Normally, he was obscenely careful in performing this operation, but it wasn’t as if he had to worry about the outcome. The mother had become a liability. He gripped both sides of the incision, prying through fat tissue and muscles, feeling the tissues rip under his force. At the uterus, he slowed, took a deep breath and concentrated. He heard the mother’s erratic heart acceleration. With a precision born of practice, he carefully cut through the extended womb. The babe within squirmed, shifting beneath the tissue. The infant’s heart rate swished louder in the quiet room.
In seconds, he had the baby out of the confines of the uterus. A boy, which he’d already known. Quiet squeaks filled the air while he suctioned the mucus from the babe’s mouth. Then the small eyes blinked open. The cord still pulsed.
He puffed out a relieved sigh. “He’s a big one.”
She looked at him over the top of her mask and he read the disapproval mixed with greed in her eyes. The greed always won, always.
She clamped off the cord, her surgical gloves squeaking on the instrument, and clipped it.
“What of her?” she asked, motioning toward the woman.
He ignored the question. “We don’t need any more complications. Someone will come in and take care of her.
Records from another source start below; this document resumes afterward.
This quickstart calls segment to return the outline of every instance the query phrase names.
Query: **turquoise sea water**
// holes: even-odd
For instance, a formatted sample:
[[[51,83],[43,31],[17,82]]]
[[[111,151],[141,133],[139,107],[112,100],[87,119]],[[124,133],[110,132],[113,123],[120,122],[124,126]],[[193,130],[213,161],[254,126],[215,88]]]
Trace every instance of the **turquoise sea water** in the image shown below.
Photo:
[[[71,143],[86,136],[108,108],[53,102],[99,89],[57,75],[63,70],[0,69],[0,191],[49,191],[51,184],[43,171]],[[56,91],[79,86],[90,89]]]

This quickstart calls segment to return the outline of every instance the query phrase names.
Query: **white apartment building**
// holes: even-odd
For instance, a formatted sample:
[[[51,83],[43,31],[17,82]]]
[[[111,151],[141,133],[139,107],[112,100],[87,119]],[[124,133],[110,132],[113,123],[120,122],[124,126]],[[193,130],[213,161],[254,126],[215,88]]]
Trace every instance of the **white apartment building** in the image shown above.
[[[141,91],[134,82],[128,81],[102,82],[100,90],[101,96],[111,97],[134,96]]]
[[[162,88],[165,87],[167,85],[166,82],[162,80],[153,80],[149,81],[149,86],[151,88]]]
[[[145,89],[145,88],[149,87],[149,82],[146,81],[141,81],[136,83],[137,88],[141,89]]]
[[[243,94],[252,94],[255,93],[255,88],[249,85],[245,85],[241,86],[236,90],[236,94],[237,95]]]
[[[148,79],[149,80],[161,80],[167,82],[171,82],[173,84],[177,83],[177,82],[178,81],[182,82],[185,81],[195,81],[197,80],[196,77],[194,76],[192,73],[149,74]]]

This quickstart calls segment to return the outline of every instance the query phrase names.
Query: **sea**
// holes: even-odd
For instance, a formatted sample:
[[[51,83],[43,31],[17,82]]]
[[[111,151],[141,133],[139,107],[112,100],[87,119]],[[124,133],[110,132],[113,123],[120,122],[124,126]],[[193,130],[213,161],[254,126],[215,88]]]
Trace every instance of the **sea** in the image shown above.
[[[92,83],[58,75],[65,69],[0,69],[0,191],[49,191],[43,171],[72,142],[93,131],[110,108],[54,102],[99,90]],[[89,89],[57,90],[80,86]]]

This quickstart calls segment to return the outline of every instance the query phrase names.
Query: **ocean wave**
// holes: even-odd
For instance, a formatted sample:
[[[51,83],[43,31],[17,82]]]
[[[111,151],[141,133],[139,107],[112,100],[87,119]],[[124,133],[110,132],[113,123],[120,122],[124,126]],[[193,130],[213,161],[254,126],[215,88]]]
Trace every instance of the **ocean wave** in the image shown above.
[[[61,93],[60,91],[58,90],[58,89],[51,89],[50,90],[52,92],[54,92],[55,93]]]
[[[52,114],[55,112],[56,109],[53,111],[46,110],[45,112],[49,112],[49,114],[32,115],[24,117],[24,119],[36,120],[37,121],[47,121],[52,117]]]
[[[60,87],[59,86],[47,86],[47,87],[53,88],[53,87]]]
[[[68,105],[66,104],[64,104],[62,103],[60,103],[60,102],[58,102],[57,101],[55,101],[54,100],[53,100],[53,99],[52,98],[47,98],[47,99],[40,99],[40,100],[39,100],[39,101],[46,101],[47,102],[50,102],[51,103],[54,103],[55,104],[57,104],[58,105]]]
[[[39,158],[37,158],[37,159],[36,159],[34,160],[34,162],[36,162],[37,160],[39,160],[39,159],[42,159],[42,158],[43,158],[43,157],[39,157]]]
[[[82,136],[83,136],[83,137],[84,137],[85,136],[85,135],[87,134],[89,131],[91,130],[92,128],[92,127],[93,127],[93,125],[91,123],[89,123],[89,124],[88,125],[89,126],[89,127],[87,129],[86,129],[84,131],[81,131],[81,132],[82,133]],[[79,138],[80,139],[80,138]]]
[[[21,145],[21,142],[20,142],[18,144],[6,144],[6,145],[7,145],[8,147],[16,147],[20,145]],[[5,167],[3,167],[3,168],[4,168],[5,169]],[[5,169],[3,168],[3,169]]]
Here, get the babe ready. We’ve three buyers to choose from.”
The operating room was filled with the newborn’s cries and mewls as she wiped him off and rubbed him gently, talking softly.
He took a deep breath and pulled the mask down. “Healthy little boy, aren’t you then?” he asked, rubbing a finger down the small upturned nose.
He reached over and pressed an intercom button. “Send Kevin in.”
She kept her attention centered on the babe; a head full of dark black hair topped the little pink head.
“Beautiful little guy, don’t you think?”
She nodded. “He’s healthy. Weighing in at . . . roughly eight pounds thirteen ounces.”
Music still played; the slow strands of Handel waltzed around the room.
“Apgar’s good,” she muttered, noting and jotting down other details of the baby’s health.
He nodded and reached for his cell phone. He hit the speed dial and waited. The voice on the other end picked up. “You better have come through for the amount on the table.”
He smiled. “You worry too much. Pick a buyer. Healthy dark-haired boy.”